Here’s a scenario to ponder: what would the our politicians do if a company from the Middle East wanted to open up a new coal mine in a marginal seat staffed by a pile of Chinese migrants on Section 457 work visas?
Dealing with the coal industry’s frenetic expansion during the resources boom in a carbon-heavy world and the circumstances in which foreign labour can enter Australia are two fascinating and politically tricky questions that will play out this year.
It is becoming increasingly apparent how big a role Section 457 visas are playing in containing a wages breakout. It is now expected that almost 100,000 of these visas will be issued in the two years before the federal election, and there are also flow-on effects – such as the incredibly tight rental markets across the country.
However, it’s not just resource companies in Queensland and Western Australia which are embracing the 457 visas.

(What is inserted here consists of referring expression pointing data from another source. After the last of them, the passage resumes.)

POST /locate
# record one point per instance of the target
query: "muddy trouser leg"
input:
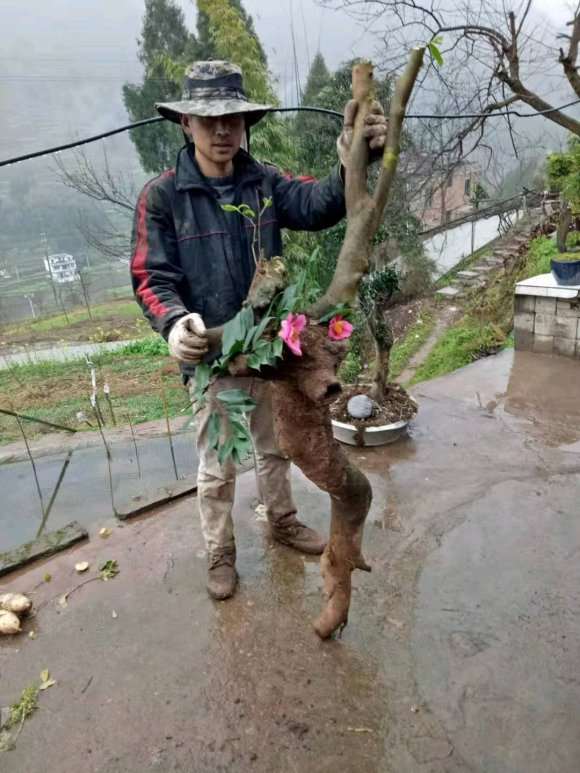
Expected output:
(216, 483)
(273, 467)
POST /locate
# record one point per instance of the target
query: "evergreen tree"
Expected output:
(310, 126)
(204, 38)
(164, 34)
(318, 78)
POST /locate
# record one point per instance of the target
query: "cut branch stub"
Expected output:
(365, 213)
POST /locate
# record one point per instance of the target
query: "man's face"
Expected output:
(218, 139)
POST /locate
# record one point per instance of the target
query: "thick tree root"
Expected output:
(304, 433)
(338, 561)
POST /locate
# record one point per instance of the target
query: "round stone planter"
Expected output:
(370, 436)
(566, 273)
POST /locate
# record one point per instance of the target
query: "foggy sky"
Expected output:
(63, 63)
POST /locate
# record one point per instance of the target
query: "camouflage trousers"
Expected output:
(216, 482)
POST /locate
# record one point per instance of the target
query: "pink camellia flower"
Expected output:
(339, 328)
(292, 326)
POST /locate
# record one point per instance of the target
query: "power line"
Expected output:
(324, 111)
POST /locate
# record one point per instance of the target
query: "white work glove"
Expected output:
(188, 339)
(375, 131)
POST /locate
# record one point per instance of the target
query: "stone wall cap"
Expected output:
(544, 285)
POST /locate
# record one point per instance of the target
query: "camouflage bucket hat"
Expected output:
(213, 89)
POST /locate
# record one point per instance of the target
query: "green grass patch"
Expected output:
(459, 346)
(486, 325)
(58, 391)
(104, 317)
(410, 344)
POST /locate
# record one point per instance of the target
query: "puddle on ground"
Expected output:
(544, 390)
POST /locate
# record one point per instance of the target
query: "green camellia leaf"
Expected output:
(342, 309)
(246, 211)
(259, 330)
(236, 330)
(202, 377)
(225, 450)
(237, 399)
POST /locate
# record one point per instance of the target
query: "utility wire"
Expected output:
(324, 111)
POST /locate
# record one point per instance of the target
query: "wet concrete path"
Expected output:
(463, 645)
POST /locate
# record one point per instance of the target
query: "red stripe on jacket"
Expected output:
(141, 253)
(303, 178)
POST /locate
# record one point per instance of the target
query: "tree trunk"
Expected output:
(564, 223)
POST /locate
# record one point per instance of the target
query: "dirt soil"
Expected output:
(397, 407)
(404, 316)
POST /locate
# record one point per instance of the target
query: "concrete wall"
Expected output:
(547, 325)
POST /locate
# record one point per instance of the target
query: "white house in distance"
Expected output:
(62, 268)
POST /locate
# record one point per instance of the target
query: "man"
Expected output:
(192, 266)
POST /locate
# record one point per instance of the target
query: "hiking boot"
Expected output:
(289, 531)
(222, 577)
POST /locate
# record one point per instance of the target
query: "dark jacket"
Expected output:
(185, 256)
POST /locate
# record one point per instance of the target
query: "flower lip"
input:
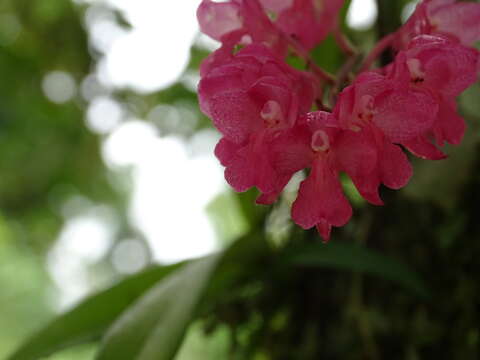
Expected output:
(320, 141)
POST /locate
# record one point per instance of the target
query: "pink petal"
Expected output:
(461, 19)
(404, 113)
(320, 199)
(251, 166)
(218, 19)
(235, 115)
(225, 151)
(449, 126)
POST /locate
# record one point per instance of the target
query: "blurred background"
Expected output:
(106, 163)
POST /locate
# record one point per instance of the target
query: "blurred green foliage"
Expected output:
(273, 294)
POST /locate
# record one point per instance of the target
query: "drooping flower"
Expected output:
(321, 202)
(444, 68)
(252, 99)
(307, 21)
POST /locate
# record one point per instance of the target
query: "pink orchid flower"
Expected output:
(252, 99)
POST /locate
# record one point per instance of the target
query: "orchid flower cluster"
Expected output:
(274, 120)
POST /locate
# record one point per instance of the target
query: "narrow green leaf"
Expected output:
(358, 258)
(88, 320)
(153, 327)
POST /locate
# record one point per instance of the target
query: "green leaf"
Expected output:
(153, 328)
(89, 320)
(358, 258)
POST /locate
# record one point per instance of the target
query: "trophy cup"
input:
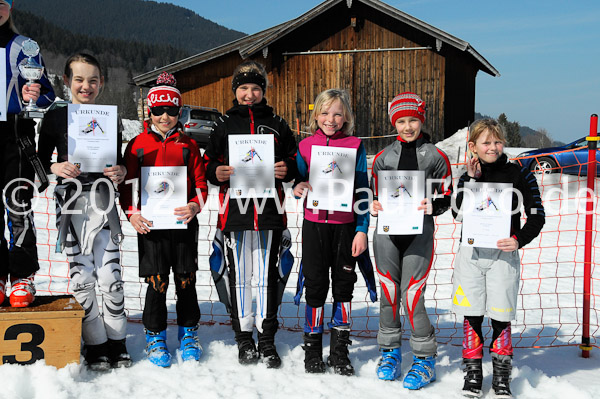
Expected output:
(32, 71)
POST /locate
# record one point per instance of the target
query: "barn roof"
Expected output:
(251, 44)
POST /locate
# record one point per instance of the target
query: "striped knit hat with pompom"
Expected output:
(164, 94)
(407, 104)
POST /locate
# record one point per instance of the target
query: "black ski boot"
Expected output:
(313, 353)
(501, 380)
(247, 353)
(268, 352)
(117, 353)
(96, 357)
(473, 378)
(338, 352)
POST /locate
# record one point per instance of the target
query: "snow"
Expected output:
(555, 372)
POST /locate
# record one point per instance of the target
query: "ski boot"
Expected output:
(313, 353)
(188, 343)
(117, 353)
(501, 379)
(338, 351)
(421, 373)
(388, 368)
(267, 351)
(96, 357)
(3, 280)
(473, 378)
(247, 353)
(23, 292)
(156, 348)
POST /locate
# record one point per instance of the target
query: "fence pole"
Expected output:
(592, 140)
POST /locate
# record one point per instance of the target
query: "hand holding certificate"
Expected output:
(486, 211)
(163, 189)
(92, 131)
(401, 193)
(331, 177)
(253, 158)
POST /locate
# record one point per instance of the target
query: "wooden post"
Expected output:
(49, 329)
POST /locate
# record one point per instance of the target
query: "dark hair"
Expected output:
(81, 57)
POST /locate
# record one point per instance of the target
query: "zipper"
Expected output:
(326, 211)
(255, 218)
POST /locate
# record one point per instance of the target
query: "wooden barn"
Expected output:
(367, 47)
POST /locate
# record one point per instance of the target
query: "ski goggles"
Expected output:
(159, 111)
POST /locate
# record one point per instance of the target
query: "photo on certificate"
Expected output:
(486, 209)
(331, 177)
(253, 159)
(163, 188)
(400, 193)
(92, 141)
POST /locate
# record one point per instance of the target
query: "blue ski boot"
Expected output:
(421, 373)
(388, 368)
(188, 343)
(156, 348)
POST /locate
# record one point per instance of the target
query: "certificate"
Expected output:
(4, 94)
(486, 209)
(331, 177)
(163, 188)
(253, 159)
(92, 141)
(400, 194)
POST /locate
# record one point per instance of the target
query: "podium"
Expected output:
(49, 329)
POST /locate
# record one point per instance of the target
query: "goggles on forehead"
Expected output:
(159, 111)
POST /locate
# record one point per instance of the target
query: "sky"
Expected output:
(547, 52)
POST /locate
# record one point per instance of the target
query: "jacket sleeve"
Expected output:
(361, 185)
(197, 172)
(443, 172)
(47, 141)
(120, 129)
(532, 203)
(214, 154)
(129, 188)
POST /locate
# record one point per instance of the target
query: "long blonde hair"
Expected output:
(325, 99)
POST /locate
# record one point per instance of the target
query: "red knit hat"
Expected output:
(407, 104)
(164, 94)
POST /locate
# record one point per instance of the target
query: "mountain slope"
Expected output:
(133, 20)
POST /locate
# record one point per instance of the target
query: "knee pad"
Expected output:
(158, 282)
(89, 286)
(185, 280)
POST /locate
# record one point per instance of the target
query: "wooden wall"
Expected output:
(372, 78)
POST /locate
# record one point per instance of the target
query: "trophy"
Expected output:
(32, 71)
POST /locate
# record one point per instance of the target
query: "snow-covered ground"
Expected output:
(550, 314)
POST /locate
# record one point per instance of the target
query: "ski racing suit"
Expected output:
(90, 239)
(404, 261)
(252, 227)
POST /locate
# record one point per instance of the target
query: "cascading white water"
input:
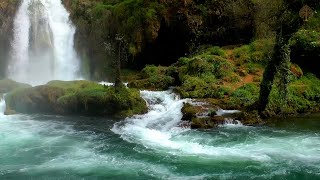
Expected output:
(2, 105)
(42, 48)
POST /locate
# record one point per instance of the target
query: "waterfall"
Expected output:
(42, 47)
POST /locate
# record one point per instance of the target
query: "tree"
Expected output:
(288, 23)
(117, 48)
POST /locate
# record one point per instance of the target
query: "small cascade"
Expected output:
(2, 105)
(42, 48)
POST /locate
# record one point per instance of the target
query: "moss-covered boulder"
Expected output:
(40, 99)
(76, 97)
(154, 78)
(7, 85)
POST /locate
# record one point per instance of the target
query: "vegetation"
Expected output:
(76, 97)
(7, 85)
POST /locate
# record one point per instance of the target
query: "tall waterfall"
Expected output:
(42, 48)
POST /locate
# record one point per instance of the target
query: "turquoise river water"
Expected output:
(152, 146)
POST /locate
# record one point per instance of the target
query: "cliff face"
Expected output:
(156, 32)
(7, 13)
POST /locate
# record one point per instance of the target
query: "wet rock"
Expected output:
(76, 97)
(7, 85)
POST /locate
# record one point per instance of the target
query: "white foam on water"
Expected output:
(2, 105)
(158, 130)
(222, 112)
(42, 47)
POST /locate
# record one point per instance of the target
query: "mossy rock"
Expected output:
(7, 85)
(207, 122)
(189, 111)
(40, 99)
(76, 97)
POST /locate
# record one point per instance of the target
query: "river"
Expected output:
(152, 146)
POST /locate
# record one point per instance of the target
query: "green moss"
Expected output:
(195, 87)
(77, 97)
(259, 51)
(245, 95)
(303, 96)
(7, 85)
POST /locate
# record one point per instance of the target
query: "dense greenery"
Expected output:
(76, 97)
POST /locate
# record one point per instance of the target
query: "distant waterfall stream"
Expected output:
(42, 47)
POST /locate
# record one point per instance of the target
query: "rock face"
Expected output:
(76, 97)
(7, 85)
(8, 9)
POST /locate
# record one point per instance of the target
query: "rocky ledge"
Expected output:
(75, 97)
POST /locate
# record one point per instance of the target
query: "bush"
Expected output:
(245, 95)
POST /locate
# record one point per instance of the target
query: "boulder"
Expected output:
(76, 97)
(7, 85)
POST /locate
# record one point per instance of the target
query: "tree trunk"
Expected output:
(280, 55)
(117, 82)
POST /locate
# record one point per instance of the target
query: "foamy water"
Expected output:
(42, 48)
(152, 146)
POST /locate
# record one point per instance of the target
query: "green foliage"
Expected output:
(307, 41)
(259, 51)
(154, 77)
(77, 97)
(245, 95)
(303, 96)
(195, 87)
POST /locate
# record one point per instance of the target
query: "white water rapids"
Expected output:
(42, 48)
(151, 146)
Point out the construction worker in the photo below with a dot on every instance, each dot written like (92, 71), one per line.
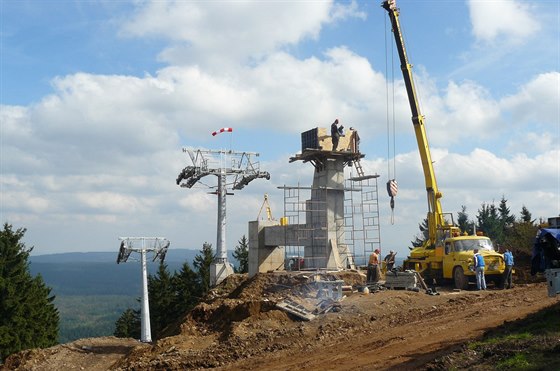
(390, 260)
(335, 134)
(373, 267)
(508, 259)
(479, 266)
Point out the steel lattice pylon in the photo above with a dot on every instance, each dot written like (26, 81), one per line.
(241, 168)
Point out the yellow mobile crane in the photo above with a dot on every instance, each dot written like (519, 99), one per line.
(446, 254)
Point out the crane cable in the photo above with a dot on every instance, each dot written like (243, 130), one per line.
(392, 186)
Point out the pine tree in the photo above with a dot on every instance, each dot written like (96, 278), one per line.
(187, 289)
(489, 222)
(526, 216)
(162, 299)
(28, 317)
(463, 220)
(241, 254)
(202, 264)
(128, 325)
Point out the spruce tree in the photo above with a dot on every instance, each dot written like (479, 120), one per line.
(202, 264)
(162, 299)
(241, 254)
(128, 325)
(187, 289)
(28, 317)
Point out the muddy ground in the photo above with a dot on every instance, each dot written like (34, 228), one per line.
(240, 327)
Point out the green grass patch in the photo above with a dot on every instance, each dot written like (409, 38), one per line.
(517, 362)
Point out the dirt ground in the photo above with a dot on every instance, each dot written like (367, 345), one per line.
(240, 327)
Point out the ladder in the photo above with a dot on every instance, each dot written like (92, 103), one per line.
(358, 167)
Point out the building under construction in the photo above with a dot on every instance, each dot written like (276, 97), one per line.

Remember that old dotcom high flyer Sausage Software? It’s now consulting firm SMS Management and its share price has doubled over the past year. If you click on the profile button in CommSec, this is what you’re told in the first paragraph about “company strategy”:
This is a people intensive, low margin business that operates in a highly competitive market but can be highly profitable if staff utilisation rates are high. In order to manage stuff shortages and cost pressures SMS has become a sponsoring employer permitting to recruit up to 75 overseas staff under a 457 Visa.
Outgoing Rio Tinto CEO Leigh Clifford has complained that Western Australia has become one of the world’s most expensive places in the world to deliver projects, but the mining giant has 11,000 Australian employees and barely any on 457 visas.
We’re starting to hear more about the overall numbers, but what exactly are our best known companies doing? You hear snippets about labour hire firms and lots of private companies in industries such as meat processing but there hasn’t yet been a prominent listed company that has gone down the 457 path in a major way.
Julia Gillard made a good point on The 7.30 Report last night about the need for more accurate data on AWAs and the same applies with the 457 visa program.
We know that the NSW Health department is the biggest user of Section 457 visas but let’s try and build a list to track who is sponsoring these 100,000 guest workers.